The most common type of testicular cancer occurring in undescended

testes is seminoma. It is usually treatable if caught early, so urologists
often recommend that boys who had orchiopexy as infants be taught
testicular self-examination, to recognize testicular masses and seek early
medical care for them. Cancer developing in an intra-abdominal testis
would be unlikely to be recognized before considerable growth and spread,
and one of the advantages of orchiopexy is that a mass developing in a
scrotal testis is far easier to recognize than an intra-abdominal mass.
(Pelley, 2008)

Orchidopexy was originally thought to result in easier detection of testicular

cancer, but did not lower the risk of actually developing cancer. However,
recent data have shown a paradigm shift.

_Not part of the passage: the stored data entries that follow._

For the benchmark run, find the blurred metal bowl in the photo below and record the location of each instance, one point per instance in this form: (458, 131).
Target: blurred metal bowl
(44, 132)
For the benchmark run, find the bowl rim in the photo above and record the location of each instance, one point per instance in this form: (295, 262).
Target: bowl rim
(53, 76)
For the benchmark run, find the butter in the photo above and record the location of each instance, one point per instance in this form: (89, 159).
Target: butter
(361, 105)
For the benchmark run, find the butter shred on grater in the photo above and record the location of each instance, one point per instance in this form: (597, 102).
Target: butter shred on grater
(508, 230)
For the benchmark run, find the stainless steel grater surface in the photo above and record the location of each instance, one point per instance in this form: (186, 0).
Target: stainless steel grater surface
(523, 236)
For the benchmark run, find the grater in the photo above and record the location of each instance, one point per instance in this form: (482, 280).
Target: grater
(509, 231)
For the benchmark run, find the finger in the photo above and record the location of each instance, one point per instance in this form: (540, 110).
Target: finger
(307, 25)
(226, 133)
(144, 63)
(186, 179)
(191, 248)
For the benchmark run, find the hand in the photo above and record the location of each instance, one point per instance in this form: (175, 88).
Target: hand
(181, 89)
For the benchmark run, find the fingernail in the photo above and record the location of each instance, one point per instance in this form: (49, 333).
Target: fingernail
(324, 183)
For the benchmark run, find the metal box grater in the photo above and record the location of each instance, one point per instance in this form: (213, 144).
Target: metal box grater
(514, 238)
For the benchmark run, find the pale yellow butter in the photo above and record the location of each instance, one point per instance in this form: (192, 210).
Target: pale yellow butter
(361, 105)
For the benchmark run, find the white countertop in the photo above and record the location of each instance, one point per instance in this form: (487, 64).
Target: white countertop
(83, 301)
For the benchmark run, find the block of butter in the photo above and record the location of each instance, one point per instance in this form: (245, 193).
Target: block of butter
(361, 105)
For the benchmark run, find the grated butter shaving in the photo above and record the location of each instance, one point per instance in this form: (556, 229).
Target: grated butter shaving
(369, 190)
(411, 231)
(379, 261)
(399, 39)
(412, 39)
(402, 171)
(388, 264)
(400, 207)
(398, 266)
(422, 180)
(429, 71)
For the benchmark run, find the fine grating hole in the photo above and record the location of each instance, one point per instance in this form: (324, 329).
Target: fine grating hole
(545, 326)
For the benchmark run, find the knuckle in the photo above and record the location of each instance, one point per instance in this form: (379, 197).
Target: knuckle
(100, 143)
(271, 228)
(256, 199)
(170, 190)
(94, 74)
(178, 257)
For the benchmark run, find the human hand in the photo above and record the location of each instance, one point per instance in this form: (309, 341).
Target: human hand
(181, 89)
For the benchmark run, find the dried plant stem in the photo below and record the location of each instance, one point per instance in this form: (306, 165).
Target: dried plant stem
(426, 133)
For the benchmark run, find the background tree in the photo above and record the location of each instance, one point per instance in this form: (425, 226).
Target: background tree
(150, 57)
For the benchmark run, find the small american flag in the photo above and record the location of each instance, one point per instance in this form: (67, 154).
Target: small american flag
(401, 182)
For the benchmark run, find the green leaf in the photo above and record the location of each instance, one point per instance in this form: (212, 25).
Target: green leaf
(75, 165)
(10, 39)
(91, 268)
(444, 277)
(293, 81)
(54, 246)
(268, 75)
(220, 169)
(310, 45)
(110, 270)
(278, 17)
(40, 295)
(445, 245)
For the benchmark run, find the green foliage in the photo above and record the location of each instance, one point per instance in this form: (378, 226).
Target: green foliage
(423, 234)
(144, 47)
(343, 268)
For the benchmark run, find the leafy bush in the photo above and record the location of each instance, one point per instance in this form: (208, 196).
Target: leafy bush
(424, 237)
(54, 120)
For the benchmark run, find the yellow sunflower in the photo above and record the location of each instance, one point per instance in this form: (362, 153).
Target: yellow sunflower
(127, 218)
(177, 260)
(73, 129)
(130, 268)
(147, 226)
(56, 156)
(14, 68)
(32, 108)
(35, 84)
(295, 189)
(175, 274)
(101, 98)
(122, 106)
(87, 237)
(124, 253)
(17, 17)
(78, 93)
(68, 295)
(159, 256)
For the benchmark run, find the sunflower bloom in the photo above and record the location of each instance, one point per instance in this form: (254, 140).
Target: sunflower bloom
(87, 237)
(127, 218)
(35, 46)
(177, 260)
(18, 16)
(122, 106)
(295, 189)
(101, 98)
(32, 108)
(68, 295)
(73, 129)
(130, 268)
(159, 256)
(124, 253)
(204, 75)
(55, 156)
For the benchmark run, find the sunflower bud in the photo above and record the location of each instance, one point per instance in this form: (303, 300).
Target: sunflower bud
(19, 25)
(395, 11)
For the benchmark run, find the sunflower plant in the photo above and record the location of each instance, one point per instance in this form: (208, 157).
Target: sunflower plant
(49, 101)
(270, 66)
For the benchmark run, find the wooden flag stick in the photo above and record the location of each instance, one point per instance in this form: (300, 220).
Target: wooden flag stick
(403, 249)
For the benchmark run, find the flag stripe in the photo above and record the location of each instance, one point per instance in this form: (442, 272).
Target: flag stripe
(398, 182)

The New England Journal of
Medicine published in 2007 that orchidopexy performed before puberty
resulted in a significantly reduced risk of testicular cancer than if done after
puberty.

The risk of malignancy in the undescended testis is four to 10 times higher

than that in the general population and is about one in 80 with a unilateral
undescended testis and one in 40 to one in 50 for bilateral undescended
testes. The peak age for this tumor is 15–45 years old. The most common
tumor developing in an undescended testis is a seminoma (65%); in
contrast, after orchiopexy, seminomas represent only 30% of testicular
tumors. (Scott, 2002)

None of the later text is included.